(Nie mam już serca...
Nie wiem, po prostu to boli, kiedy przegrywają, naprawdę.)
((Oprawa była cudna, atmosfera też,
nawet ten pieprzony deszcz dało się znieść, ale...
nie wiem, brakowało mi czegoś.))
Ja chcę, żeby mecze wyglądały, tak jak rok temu.
Do 7 biegu przegrywają, później wygrywają dużą liczbą pkt-ów.
Wgl chcę poprzedni rok.
I super, że ktokolwiek pomaga.
Wszyscy wkoło są zajebiści.
Żerują tylko i nic.
Gdzieś potraciłam sens tego wszystkiego.
Nawet żużel już nic nie daje.
Żadnej satysfakcji, nawet kiedy wygrywamy.
I wkurzają mnie te wszystkie popieprzone rezerwy.
Kuźwa łikend -.-'
A później kuźwa znowu zapierdziel ;/
Chcę spać, chcę mieć spokój.
I fajnie by było, gdyby ludzie przestali mi robić na złość. Naprawdę wkurzające.
Albo jeszcze fajna cisza przez miesiąc, a kiedy nagle coś się potrzebuje to
"o boże Marta, a zrób to", a później się udaje, że się nie zna.

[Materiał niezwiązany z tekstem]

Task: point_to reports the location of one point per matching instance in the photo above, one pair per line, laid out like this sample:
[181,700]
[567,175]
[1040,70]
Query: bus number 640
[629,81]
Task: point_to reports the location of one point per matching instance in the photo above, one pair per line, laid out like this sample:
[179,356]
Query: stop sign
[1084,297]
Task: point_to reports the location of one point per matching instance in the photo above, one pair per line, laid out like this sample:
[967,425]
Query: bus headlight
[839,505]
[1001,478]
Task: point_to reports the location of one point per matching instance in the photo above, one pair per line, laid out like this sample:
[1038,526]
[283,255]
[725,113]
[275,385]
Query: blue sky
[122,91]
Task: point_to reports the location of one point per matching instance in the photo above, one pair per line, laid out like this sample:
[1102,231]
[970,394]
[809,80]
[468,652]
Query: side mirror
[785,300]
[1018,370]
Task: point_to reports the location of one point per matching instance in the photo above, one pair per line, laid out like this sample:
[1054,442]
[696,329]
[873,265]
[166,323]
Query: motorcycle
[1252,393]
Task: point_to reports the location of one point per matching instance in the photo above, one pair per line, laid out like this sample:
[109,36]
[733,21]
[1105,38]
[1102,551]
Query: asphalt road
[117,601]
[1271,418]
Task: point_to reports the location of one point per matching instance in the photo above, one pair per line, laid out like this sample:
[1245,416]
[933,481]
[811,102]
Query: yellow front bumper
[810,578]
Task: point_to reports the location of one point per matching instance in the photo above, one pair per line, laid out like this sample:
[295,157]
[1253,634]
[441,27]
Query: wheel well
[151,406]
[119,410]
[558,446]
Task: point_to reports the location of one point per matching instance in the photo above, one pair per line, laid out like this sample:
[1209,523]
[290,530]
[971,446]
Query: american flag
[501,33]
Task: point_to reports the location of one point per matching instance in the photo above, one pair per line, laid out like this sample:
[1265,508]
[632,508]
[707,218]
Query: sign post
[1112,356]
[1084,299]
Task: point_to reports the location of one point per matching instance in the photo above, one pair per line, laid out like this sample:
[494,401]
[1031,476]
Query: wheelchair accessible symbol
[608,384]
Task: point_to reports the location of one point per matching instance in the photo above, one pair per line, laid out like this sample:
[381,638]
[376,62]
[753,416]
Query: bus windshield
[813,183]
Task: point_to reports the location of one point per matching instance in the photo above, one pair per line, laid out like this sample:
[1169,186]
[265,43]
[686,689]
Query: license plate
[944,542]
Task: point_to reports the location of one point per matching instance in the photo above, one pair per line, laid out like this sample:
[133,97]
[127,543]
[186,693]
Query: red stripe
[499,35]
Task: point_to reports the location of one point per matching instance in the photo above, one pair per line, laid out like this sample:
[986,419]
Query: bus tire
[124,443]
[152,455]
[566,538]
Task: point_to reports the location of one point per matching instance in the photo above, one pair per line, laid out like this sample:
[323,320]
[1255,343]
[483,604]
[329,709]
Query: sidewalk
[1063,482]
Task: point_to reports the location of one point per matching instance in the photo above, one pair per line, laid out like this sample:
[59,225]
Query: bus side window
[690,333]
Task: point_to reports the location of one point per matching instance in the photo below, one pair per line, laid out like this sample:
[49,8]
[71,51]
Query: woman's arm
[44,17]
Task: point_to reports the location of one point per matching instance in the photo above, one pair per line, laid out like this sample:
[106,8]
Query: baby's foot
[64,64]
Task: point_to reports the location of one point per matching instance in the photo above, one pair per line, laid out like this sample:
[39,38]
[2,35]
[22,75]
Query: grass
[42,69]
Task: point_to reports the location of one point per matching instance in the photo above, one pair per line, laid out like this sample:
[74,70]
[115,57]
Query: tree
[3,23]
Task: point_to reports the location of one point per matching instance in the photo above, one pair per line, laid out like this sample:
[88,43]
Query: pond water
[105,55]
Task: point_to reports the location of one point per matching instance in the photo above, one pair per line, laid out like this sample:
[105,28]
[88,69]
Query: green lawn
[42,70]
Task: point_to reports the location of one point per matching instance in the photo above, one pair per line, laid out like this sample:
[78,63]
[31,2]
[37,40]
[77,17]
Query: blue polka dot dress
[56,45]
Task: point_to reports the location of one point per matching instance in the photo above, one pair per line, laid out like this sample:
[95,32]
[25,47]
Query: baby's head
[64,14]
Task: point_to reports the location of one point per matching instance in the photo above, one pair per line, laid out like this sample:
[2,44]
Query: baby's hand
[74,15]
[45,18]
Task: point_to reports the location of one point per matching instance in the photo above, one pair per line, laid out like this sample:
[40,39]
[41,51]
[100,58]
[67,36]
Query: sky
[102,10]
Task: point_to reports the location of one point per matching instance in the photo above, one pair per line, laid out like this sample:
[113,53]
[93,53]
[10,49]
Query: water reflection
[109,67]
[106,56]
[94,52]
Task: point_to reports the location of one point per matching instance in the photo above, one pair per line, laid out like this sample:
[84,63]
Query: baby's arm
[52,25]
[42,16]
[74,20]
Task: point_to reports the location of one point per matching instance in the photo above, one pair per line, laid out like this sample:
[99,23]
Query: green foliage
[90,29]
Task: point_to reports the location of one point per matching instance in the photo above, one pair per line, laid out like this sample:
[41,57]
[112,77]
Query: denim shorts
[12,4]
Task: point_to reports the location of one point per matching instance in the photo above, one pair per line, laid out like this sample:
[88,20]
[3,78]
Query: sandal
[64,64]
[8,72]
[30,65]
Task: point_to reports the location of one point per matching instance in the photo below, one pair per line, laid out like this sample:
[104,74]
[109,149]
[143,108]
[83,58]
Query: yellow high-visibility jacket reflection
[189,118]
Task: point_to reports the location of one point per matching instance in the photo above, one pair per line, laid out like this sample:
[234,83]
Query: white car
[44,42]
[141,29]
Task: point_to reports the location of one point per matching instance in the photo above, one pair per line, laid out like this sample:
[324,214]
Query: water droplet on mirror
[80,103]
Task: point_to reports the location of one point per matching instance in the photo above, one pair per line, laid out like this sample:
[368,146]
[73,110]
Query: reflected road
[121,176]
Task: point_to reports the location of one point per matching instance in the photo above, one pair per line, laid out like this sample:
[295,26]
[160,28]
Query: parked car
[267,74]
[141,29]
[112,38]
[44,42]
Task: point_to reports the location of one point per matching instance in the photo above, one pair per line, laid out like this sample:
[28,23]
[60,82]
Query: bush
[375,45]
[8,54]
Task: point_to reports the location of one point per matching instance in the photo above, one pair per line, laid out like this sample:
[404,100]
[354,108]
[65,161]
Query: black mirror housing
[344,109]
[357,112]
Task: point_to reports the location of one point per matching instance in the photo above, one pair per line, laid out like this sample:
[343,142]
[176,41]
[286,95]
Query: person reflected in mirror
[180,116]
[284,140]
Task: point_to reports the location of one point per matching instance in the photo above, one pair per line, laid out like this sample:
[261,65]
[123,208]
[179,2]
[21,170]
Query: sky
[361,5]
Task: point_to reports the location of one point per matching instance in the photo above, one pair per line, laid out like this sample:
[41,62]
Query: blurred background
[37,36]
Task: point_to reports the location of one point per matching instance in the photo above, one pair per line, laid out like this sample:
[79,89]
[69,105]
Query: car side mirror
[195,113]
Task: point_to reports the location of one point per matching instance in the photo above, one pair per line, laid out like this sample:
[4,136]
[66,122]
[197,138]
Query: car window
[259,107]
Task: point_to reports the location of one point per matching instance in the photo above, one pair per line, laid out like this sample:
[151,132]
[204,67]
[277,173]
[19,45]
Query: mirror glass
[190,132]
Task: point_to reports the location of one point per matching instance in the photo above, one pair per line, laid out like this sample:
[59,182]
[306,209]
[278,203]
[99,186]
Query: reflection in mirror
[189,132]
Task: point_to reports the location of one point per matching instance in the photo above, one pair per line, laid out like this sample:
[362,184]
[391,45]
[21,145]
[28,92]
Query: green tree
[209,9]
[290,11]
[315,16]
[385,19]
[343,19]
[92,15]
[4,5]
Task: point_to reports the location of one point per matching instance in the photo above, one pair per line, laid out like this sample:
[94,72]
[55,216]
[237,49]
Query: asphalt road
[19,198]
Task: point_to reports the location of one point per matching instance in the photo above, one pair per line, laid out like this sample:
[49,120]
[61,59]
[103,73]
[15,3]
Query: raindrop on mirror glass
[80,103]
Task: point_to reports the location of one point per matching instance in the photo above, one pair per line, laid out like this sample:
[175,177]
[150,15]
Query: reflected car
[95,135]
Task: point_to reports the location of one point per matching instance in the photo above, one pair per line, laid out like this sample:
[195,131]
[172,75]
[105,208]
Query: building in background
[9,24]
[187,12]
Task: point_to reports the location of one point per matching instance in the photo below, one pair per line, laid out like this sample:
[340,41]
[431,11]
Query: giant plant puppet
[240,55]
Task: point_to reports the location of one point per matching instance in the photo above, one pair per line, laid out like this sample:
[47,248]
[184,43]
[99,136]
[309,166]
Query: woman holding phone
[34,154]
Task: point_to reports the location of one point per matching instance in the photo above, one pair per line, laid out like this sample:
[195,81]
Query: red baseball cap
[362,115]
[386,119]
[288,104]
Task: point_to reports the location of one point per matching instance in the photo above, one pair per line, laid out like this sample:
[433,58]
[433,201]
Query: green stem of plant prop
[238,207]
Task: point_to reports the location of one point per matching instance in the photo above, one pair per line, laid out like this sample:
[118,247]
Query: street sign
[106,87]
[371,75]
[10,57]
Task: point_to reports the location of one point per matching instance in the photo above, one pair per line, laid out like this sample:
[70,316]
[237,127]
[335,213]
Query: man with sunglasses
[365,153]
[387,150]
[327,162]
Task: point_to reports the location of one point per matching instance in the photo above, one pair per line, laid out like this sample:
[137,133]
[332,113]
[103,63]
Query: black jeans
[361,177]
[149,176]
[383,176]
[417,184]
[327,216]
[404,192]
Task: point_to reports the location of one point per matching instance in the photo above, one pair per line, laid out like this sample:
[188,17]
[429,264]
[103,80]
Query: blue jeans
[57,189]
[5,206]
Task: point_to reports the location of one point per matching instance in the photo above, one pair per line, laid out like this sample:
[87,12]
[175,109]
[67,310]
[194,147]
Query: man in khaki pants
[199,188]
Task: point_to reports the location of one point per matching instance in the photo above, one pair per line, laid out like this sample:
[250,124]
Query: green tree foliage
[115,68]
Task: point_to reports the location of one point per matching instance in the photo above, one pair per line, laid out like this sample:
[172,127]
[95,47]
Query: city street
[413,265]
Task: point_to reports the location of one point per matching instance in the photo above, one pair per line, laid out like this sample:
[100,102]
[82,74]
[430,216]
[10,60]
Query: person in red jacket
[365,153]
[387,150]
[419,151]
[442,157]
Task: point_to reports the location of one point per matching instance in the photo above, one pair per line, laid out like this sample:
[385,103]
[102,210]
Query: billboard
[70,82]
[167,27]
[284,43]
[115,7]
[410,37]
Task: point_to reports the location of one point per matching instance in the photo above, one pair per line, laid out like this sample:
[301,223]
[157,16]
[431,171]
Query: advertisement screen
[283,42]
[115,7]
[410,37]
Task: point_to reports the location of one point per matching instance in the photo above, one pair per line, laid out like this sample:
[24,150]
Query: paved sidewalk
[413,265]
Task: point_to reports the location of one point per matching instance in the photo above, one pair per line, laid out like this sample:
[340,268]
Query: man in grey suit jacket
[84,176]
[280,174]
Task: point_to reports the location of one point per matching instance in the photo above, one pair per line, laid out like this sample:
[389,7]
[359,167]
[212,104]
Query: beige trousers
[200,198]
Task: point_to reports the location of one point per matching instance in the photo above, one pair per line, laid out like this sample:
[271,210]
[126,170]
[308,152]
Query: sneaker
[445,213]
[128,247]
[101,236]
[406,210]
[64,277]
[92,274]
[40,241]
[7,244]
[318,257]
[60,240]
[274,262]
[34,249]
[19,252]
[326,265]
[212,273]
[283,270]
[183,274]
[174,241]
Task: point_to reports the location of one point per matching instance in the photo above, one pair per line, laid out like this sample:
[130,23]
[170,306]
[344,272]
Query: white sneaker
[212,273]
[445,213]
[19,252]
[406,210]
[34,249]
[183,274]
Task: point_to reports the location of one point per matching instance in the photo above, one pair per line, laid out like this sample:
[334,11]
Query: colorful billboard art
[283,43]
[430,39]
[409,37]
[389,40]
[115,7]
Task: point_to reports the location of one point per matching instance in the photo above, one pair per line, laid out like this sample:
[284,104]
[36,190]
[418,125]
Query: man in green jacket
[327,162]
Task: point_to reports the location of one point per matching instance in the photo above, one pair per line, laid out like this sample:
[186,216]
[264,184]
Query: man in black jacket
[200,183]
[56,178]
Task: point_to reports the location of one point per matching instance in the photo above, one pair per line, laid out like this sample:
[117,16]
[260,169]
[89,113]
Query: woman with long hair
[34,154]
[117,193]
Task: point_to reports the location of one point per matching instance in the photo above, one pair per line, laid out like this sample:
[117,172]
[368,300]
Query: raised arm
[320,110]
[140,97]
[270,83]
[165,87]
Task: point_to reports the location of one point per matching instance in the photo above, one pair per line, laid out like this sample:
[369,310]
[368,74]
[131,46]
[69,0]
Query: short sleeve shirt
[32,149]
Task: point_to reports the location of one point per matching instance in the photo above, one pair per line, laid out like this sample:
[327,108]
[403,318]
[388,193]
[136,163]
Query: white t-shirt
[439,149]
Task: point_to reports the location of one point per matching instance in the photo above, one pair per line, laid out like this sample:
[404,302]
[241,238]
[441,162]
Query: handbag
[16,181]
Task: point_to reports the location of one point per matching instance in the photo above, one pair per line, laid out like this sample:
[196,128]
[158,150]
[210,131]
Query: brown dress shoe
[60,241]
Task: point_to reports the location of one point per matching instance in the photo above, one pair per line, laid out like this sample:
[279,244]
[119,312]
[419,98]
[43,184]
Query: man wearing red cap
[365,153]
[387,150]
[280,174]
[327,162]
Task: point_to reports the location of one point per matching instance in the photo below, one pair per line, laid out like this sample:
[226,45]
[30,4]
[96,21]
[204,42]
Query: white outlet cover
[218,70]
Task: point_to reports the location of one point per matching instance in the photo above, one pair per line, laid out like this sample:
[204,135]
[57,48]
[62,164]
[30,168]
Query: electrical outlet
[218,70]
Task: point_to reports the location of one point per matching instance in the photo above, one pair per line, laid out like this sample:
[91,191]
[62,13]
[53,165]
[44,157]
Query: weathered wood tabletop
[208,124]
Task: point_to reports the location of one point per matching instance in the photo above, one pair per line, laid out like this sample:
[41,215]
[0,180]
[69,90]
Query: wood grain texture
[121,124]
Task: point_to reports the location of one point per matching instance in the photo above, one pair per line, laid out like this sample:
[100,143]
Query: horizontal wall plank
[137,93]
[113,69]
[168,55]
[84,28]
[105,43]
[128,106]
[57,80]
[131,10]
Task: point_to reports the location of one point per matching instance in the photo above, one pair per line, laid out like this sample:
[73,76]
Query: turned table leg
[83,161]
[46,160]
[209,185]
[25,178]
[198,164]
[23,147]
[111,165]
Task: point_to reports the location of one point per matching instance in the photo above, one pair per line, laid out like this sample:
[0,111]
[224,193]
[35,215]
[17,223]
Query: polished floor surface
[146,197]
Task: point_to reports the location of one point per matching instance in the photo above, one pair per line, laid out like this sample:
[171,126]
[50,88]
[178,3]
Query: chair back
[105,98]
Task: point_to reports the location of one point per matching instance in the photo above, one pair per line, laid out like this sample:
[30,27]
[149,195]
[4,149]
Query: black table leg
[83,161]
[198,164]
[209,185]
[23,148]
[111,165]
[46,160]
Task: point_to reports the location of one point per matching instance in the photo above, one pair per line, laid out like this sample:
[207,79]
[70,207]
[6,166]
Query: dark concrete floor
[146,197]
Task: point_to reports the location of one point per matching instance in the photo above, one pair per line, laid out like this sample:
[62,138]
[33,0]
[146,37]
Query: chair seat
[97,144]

No nie bardzo, nie?
Albo no, nie ma nikogo innego, a samemu się nie chce, chodźmy do Marty, ona nie ma co robić. Brawo.
I ciągłe wkurzające komentarze (nie te na pb), po prostu coś powiedziane z ironią i tym takim głupawym uśmieszkiem.
Nie ujadę. Nie uciągnę. Nie wyrobię. Nie wydoję. itp.
Nie wiem, co z jutrem.
Chciałabym cokolwiek wiedzieć.
Chcę się uśmiechnąć.
Brak powodów.
Na początku chciałam poprzerabiać te zdj, ale kit z tym.